Rotational Kinetic Energy with the Center of Mass at Rest
A rigid system can possess rotational kinetic energy even when its center of mass (CM) is at rest. This occurs because individual points within the system move with linear speeds as the body rotates, and each moving mass element contributes to the system’s total kinetic energy.
Although the CM does not translate, the system still contains energy due to the rotational motion of its parts.
\( \mathrm{K_{rot} = \tfrac{1}{2}I\omega^2} \)
Here, each infinitesimal mass element \( \mathrm{dm} \) contributes \( \mathrm{dK = \tfrac{1}{2}(r\omega)^2\,dm} \) to the total energy, and integrating over the system gives the expression above.
Key Idea:
- Even if the center of mass is stationary (\( \mathrm{v_{cm} = 0} \)), rotation about the CM gives the system kinetic energy.
- Each point on the object has its own linear velocity (\( \mathrm{v = r\omega} \)), which contributes to total energy.
Rotational Kinetic Energy is a Scalar Quantity
Although torque and angular velocity are vector quantities, rotational kinetic energy is a scalar. It has magnitude only and no direction, because energy is a measure of work capacity rather than a vector property.
\( \mathrm{K_{rot} = \tfrac{1}{2}I\omega^2 \geq 0} \)
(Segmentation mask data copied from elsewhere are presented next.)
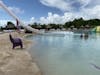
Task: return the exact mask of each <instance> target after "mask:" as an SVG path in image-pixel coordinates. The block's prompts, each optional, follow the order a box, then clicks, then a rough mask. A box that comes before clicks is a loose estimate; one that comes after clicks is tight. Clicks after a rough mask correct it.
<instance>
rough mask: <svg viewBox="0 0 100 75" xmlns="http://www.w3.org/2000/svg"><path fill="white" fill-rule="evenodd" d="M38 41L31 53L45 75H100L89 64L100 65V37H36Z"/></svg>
mask: <svg viewBox="0 0 100 75" xmlns="http://www.w3.org/2000/svg"><path fill="white" fill-rule="evenodd" d="M30 39H32V40H33V41H37V43H36V44H35V45H33V46H32V49H31V51H30V52H31V53H32V55H33V57H35V58H36V60H37V62H38V64H39V65H40V68H41V69H42V71H43V74H44V75H67V74H68V75H99V74H100V71H97V70H96V69H95V68H93V67H92V66H91V65H90V64H89V63H91V62H92V63H95V64H97V65H100V36H99V34H89V37H88V38H87V39H85V38H80V35H78V34H75V35H66V36H63V37H59V36H57V37H55V36H42V35H36V36H32V37H30Z"/></svg>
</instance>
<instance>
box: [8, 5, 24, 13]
mask: <svg viewBox="0 0 100 75" xmlns="http://www.w3.org/2000/svg"><path fill="white" fill-rule="evenodd" d="M8 9H10V10H11V11H13V12H14V13H16V14H23V13H24V10H22V9H20V8H18V7H8Z"/></svg>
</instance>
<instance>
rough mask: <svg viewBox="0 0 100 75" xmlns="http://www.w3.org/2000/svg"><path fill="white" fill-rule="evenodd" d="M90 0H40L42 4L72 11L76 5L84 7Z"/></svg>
mask: <svg viewBox="0 0 100 75" xmlns="http://www.w3.org/2000/svg"><path fill="white" fill-rule="evenodd" d="M90 1H91V0H40V2H41V3H42V4H43V5H46V6H49V7H55V8H58V9H60V10H62V11H72V10H74V9H76V8H78V7H80V8H81V7H85V6H86V5H88V4H89V3H90Z"/></svg>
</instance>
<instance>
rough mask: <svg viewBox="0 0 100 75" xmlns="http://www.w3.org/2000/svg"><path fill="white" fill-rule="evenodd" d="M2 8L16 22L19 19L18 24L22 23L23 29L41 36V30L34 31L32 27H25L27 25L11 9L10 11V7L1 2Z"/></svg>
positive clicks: (20, 24) (26, 25)
mask: <svg viewBox="0 0 100 75" xmlns="http://www.w3.org/2000/svg"><path fill="white" fill-rule="evenodd" d="M0 6H1V7H2V8H3V9H4V10H5V11H7V12H8V13H9V14H10V15H11V16H12V17H13V18H14V19H15V20H16V19H17V20H18V22H19V23H20V25H21V26H22V27H23V28H25V29H27V30H29V31H32V32H35V33H39V34H40V31H39V30H37V29H34V28H32V27H30V26H27V25H25V24H24V23H23V22H22V21H21V20H20V19H19V18H18V17H17V16H16V15H15V14H14V13H13V12H12V11H11V10H10V9H8V7H7V6H6V5H5V4H4V3H3V2H2V1H1V0H0Z"/></svg>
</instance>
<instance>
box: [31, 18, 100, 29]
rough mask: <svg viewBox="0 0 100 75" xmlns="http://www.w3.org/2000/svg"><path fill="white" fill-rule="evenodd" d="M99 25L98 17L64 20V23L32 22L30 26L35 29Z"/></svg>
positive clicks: (80, 26) (94, 26)
mask: <svg viewBox="0 0 100 75" xmlns="http://www.w3.org/2000/svg"><path fill="white" fill-rule="evenodd" d="M99 25H100V19H90V20H84V19H83V18H79V19H74V20H73V21H69V22H66V23H65V24H47V25H46V24H43V25H42V24H38V23H34V24H31V25H30V26H31V27H33V28H36V29H62V28H66V29H68V28H77V29H79V28H85V27H88V28H94V27H96V26H99Z"/></svg>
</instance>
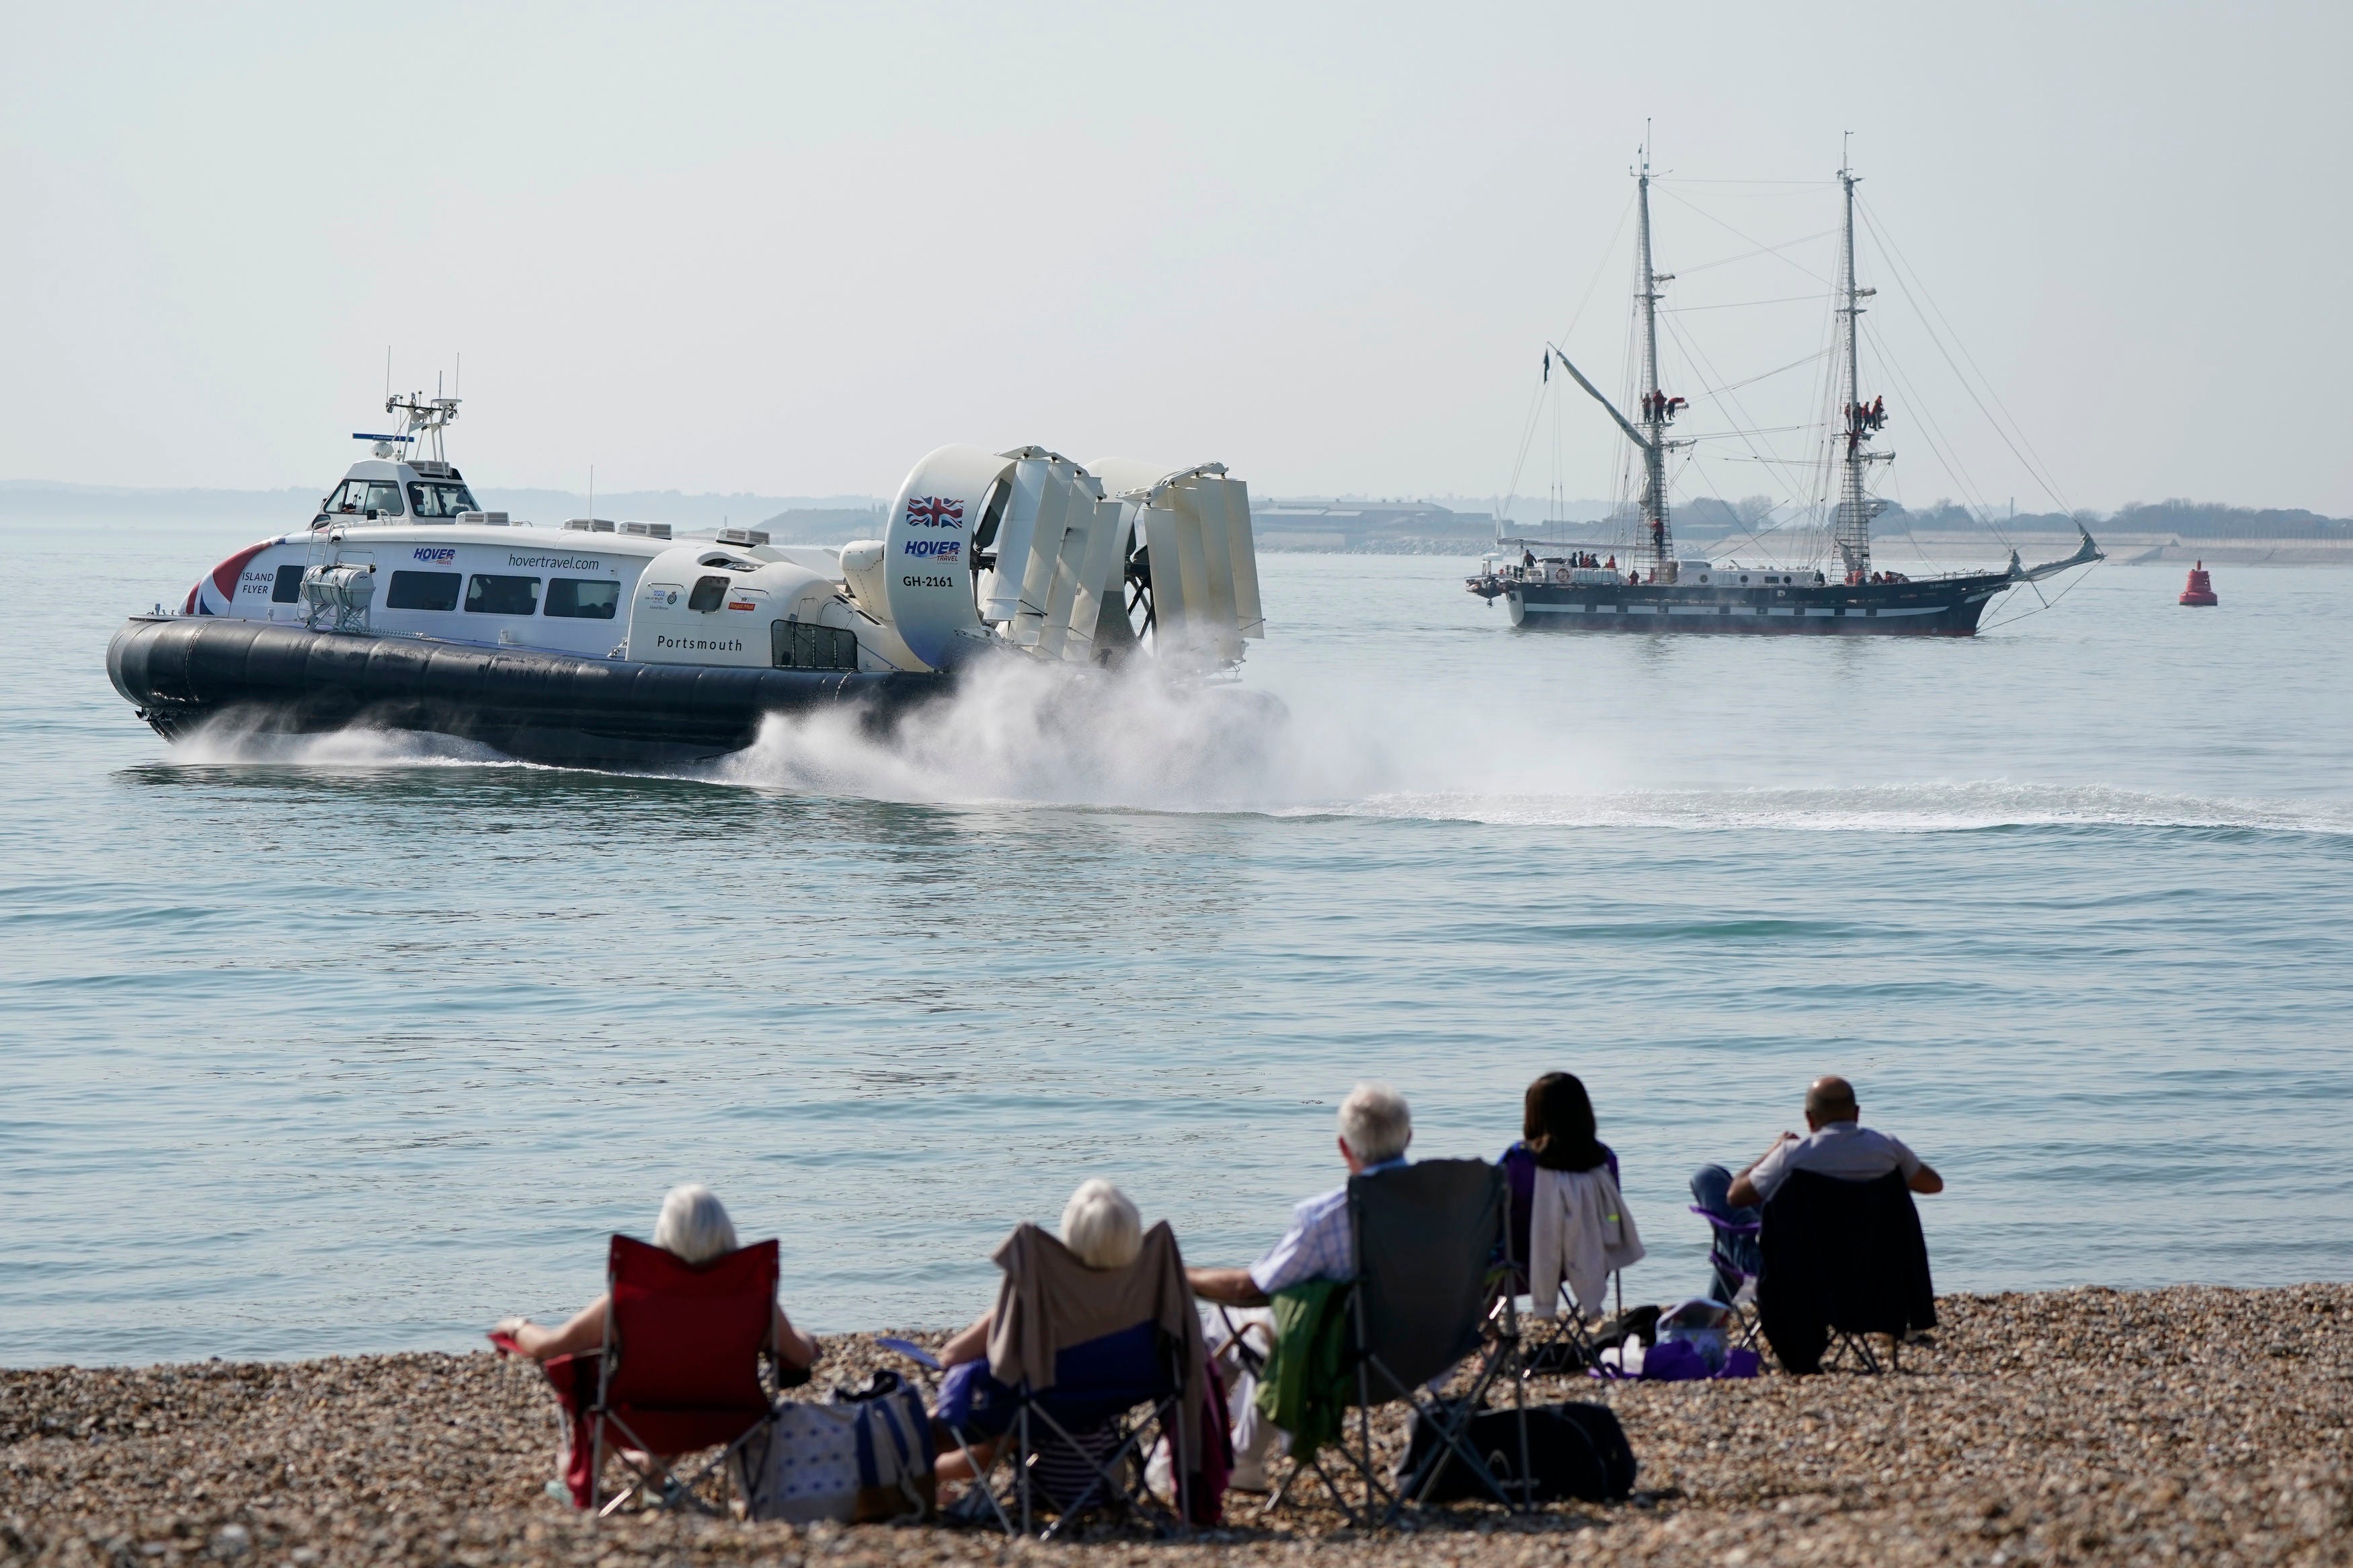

The value of rotational kinetic energy is always positive, regardless of the direction of rotation (clockwise or counterclockwise).
Example
A ceiling fan rotates with an angular speed of \( \mathrm{20\,rad/s} \). Its center of mass is fixed to the ceiling, so it does not translate. The fan’s moment of inertia is \( \mathrm{0.30\,kg·m^2} \). Find its rotational kinetic energy.
▶️ Answer / Explanation
Step 1: Use the equation for rotational kinetic energy:
\( \mathrm{K_{rot} = \tfrac{1}{2}I\omega^2} \)
Step 2: Substitute values:
\( \mathrm{K_{rot} = \tfrac{1}{2}(0.30)(20)^2 = 0.15(400) = 60\,J} \)
Result: The fan’s center of mass remains stationary, but the fan possesses \( \mathrm{60\,J} \) of rotational kinetic energy due to the motion of its blades.